The following powers, it was proposed, should be excluded from the original league: Germany, Austria, Russia, and whatever remains there were of the Turkish Empire. But any of these might subsequently be included with the assent of two-thirds of the Assembly. The original membership of the league as specified in the projected Covenant was: the United States of America, Belgium, Bolivia, Brazil, the British Empire (Canada, Australia, South Africa, New Zealand, and India), China, Cuba, Ecuador, France, Greece, Guatemala, Haiti, the Hedjaz, Honduras, Italy, Japan, Liberia, Nicaragua, Panama, Peru, Poland, Portugal, Rumania, the Serb-Croat-Slovene State, Siam, Czecho-Slovakia, and Uruguay. To which were to be added by invitation the following powers which had been neutral in the war: the Argentine Republic, Chile, Colombia, Denmark, Holland, Norway, Paraguay, Persia, Salvador, Spain, Sweden, Switzerland, and Venezuela.

Such being the constitution of the league, it is scarcely to be wondered at that its powers were special and limited. It was given a seat at Geneva and a secretariat. It had no powers even to inspect the military preparations of its constituent states, or to instruct a military and naval staff to plan out the armed co- operation needed to keep the peace of the world. The French representative in the League of Nations Commission, M. Leon Bourgeois, insisted lucidly and repeatedly on the logical necessity of such powers. As a speaker he was rather copious and lacking in «spice» of the Clemenceau quality. The final scene in the plenary session of April 28th, before the adoption of the Covenant, is described compactly by Mr. Wilson Harris, the crowded Banqueting Hall at the Quai d’Orsay, with its «E» of tables for the delegates, with secretaries and officials lining the walls and a solid mass of journalists at the lower end of the room. «At the head of the room the ‘Big Three’ diverted themselves in undertones at the expense of the worthy M. Bourgeois, now launched, with the help of what must have been an entirely superfluous sheaf of notes, on the fifth rendering of his speech in support of his famous amendments».

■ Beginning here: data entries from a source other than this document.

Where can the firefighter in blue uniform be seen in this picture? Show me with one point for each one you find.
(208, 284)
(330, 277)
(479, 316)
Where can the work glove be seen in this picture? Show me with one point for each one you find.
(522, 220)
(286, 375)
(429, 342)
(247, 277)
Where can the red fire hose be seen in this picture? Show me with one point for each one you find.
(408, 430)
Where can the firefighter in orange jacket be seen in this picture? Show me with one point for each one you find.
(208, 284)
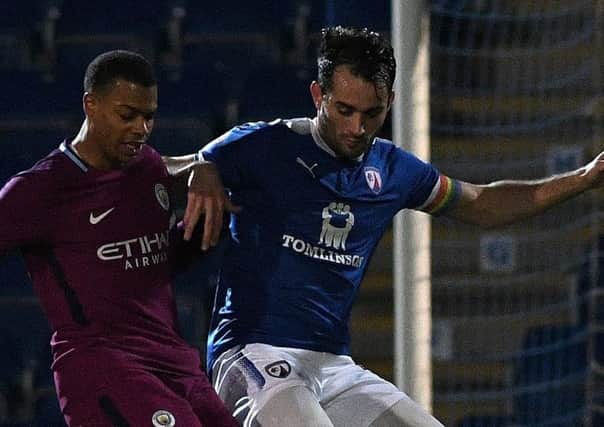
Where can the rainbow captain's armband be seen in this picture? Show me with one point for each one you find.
(445, 193)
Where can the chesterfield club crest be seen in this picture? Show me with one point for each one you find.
(374, 179)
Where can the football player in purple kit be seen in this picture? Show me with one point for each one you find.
(316, 196)
(94, 222)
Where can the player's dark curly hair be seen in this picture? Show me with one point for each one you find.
(367, 54)
(106, 68)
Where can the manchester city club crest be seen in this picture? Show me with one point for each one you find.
(374, 179)
(161, 194)
(163, 418)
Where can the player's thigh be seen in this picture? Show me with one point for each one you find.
(256, 376)
(122, 398)
(207, 405)
(298, 405)
(406, 413)
(357, 397)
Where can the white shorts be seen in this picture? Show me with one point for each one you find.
(248, 378)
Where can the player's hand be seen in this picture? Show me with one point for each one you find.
(206, 196)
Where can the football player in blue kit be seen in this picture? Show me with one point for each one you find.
(316, 196)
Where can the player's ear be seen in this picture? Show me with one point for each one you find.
(317, 94)
(89, 103)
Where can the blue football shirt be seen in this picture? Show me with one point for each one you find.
(309, 225)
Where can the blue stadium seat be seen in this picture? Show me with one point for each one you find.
(113, 17)
(231, 59)
(23, 147)
(485, 421)
(180, 136)
(277, 91)
(233, 16)
(357, 13)
(191, 91)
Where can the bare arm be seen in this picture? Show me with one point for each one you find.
(206, 195)
(504, 202)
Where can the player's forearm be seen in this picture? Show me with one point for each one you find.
(504, 202)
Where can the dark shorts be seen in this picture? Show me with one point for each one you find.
(95, 393)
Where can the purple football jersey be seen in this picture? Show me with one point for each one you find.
(96, 245)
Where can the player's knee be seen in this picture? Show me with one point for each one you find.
(406, 413)
(298, 405)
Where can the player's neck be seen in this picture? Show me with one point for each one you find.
(84, 146)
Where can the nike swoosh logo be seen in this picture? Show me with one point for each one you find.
(96, 219)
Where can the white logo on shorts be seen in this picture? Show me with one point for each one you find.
(280, 369)
(163, 418)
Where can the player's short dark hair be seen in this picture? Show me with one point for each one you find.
(110, 66)
(368, 55)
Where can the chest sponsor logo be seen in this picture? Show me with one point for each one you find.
(337, 222)
(280, 369)
(162, 196)
(95, 219)
(138, 252)
(374, 179)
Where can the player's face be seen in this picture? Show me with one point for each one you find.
(351, 113)
(120, 122)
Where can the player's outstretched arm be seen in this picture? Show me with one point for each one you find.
(206, 196)
(504, 202)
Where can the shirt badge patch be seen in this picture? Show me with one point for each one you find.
(163, 418)
(161, 194)
(374, 179)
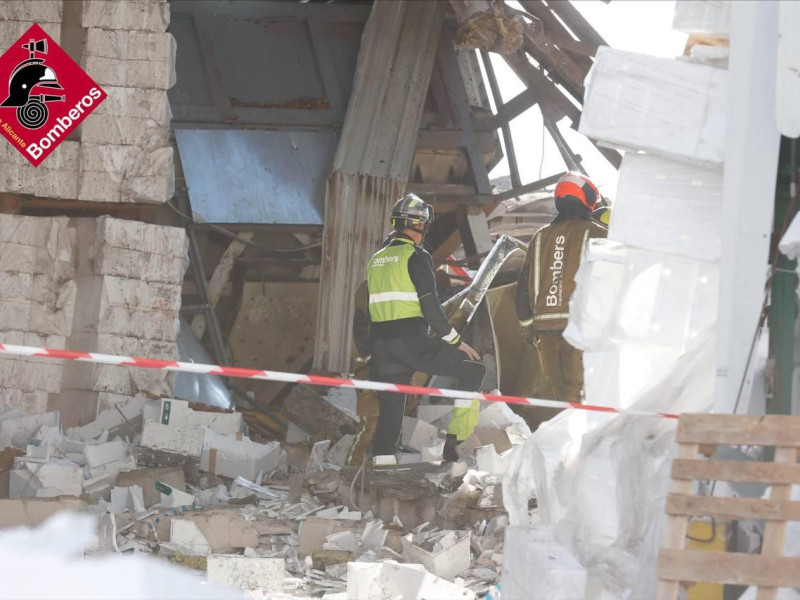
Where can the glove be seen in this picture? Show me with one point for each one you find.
(528, 336)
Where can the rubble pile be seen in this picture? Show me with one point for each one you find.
(122, 153)
(186, 483)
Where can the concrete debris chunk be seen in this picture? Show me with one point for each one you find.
(16, 429)
(178, 413)
(146, 480)
(30, 512)
(233, 455)
(111, 458)
(187, 441)
(418, 434)
(185, 536)
(126, 15)
(392, 580)
(445, 554)
(171, 497)
(536, 566)
(47, 479)
(127, 498)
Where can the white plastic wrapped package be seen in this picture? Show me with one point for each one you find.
(614, 520)
(628, 296)
(599, 283)
(613, 378)
(702, 16)
(537, 567)
(534, 467)
(668, 206)
(667, 107)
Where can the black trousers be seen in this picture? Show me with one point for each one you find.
(396, 361)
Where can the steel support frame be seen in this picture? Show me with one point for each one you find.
(455, 89)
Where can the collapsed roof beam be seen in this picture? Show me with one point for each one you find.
(508, 141)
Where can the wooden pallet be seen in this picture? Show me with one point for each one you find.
(697, 438)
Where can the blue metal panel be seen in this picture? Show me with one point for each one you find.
(264, 177)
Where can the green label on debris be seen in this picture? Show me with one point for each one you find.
(165, 410)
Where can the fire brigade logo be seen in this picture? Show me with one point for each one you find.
(48, 95)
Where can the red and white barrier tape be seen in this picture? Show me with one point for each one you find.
(171, 365)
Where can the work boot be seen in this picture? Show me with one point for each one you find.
(450, 443)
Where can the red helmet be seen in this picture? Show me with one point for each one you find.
(579, 187)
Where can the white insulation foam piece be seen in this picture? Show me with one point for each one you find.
(536, 567)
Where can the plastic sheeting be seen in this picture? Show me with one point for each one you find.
(666, 107)
(668, 206)
(788, 90)
(614, 378)
(628, 296)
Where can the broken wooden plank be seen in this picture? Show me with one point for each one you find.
(728, 568)
(736, 471)
(775, 531)
(732, 508)
(220, 278)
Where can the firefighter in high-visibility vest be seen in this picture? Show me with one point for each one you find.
(547, 279)
(409, 331)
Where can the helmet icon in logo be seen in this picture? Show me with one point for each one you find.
(29, 74)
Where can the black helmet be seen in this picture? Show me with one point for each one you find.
(411, 212)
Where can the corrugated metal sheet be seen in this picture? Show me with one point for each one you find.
(358, 208)
(266, 177)
(373, 160)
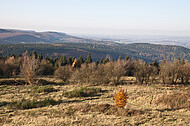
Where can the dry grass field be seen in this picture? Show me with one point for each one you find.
(59, 104)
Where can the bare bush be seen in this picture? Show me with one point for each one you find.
(11, 67)
(85, 74)
(29, 68)
(141, 71)
(46, 67)
(64, 72)
(184, 72)
(169, 72)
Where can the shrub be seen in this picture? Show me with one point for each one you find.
(120, 98)
(142, 71)
(82, 92)
(40, 89)
(64, 72)
(46, 67)
(11, 67)
(29, 68)
(27, 104)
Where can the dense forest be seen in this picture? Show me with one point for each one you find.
(147, 52)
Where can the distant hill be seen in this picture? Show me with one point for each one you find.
(145, 51)
(20, 36)
(5, 31)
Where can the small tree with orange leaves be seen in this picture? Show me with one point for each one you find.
(121, 98)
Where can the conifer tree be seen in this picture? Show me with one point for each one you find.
(101, 61)
(127, 58)
(69, 60)
(106, 60)
(89, 59)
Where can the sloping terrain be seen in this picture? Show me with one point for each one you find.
(142, 107)
(147, 52)
(19, 36)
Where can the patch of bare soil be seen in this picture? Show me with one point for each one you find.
(107, 109)
(144, 106)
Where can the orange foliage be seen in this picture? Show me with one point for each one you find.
(121, 98)
(74, 63)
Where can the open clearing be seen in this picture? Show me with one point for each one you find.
(142, 107)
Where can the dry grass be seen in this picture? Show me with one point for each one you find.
(176, 100)
(98, 109)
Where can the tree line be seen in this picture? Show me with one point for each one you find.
(105, 71)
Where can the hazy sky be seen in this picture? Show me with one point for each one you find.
(121, 17)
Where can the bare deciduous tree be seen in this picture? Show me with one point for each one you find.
(29, 68)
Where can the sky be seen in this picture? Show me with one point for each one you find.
(106, 17)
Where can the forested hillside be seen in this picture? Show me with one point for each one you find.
(147, 52)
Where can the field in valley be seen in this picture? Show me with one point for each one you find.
(51, 105)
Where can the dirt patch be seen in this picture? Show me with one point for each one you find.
(176, 100)
(107, 109)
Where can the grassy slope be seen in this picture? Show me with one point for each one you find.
(80, 111)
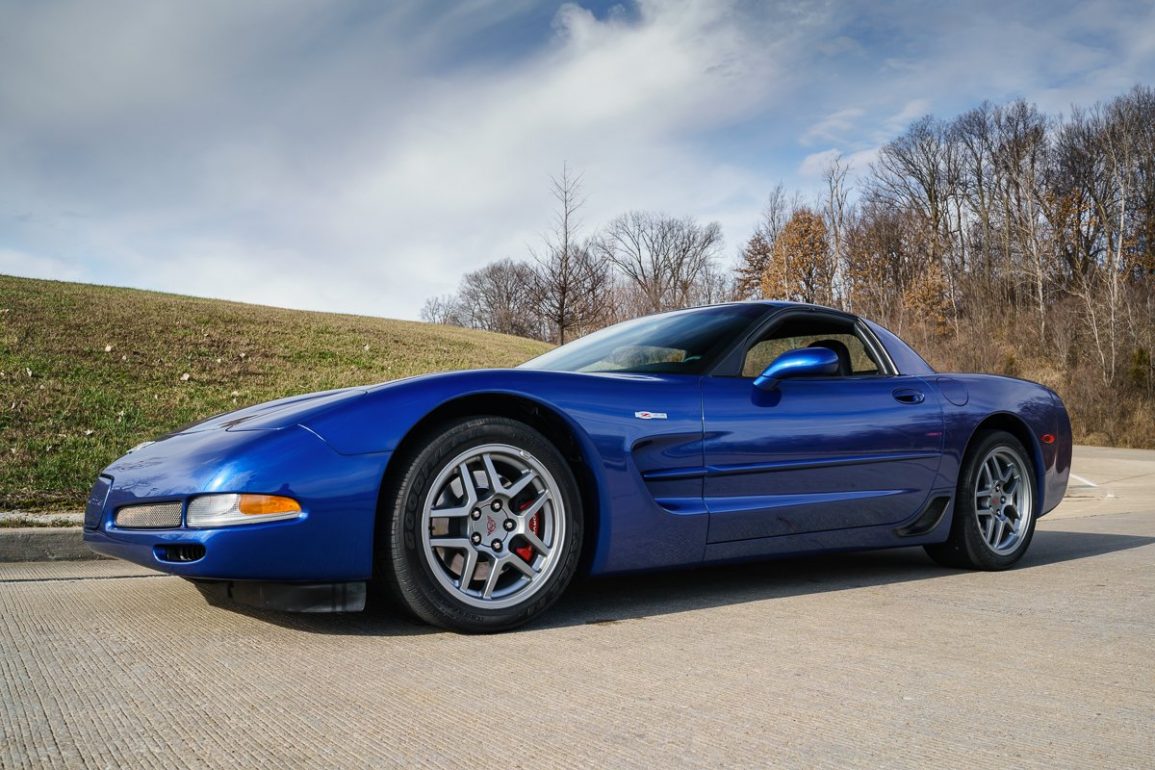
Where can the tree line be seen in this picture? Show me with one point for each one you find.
(1003, 239)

They were so often «diverting themselves in undertones», those three men whom God had mocked with the most tremendous opportunity in history. Keynes (op. cit.) gives other instances of the levities, vulgarities, disregards, inattentions, and inadequacies of these meetings.

This poor covenant arrived at in this fashion returned with President Wilson to America, and there it was subjected to an amount of opposition, criticism, and revision which showed, among other things, how relatively unimpaired was the mental energy of the United States. The Senate refused to ratify the covenant, and the first meeting of the League Council was held therefore without American representatives. The close of 1919 and the opening months of 1920 saw a very curious change come over American feeling after the pro-French and pro-British enthusiasms of the war period. The peace negotiations reminded the Americans, in a confused and very irritating way, of their profound differences in international outlook from any European power that the war had for a time helped them to forget. They felt they had been «rushed» into many things without due consideration. They experienced a violent revulsion towards that policy of isolation that had broken down in 1917. The close of 1919 saw a phase, a very understandable phase of passionate and even violent «Americanism», in which European imperialism and European socialism were equally anathema. There may have been a sordid element in the American disposition to «cut» the moral responsibilities the United States had incurred in the affairs of the Old World, and to realize the enormous financial and political advantages the war had given the new world; but the broad instinct of the American people seems to have been sound in its distrust of the proposed settlement.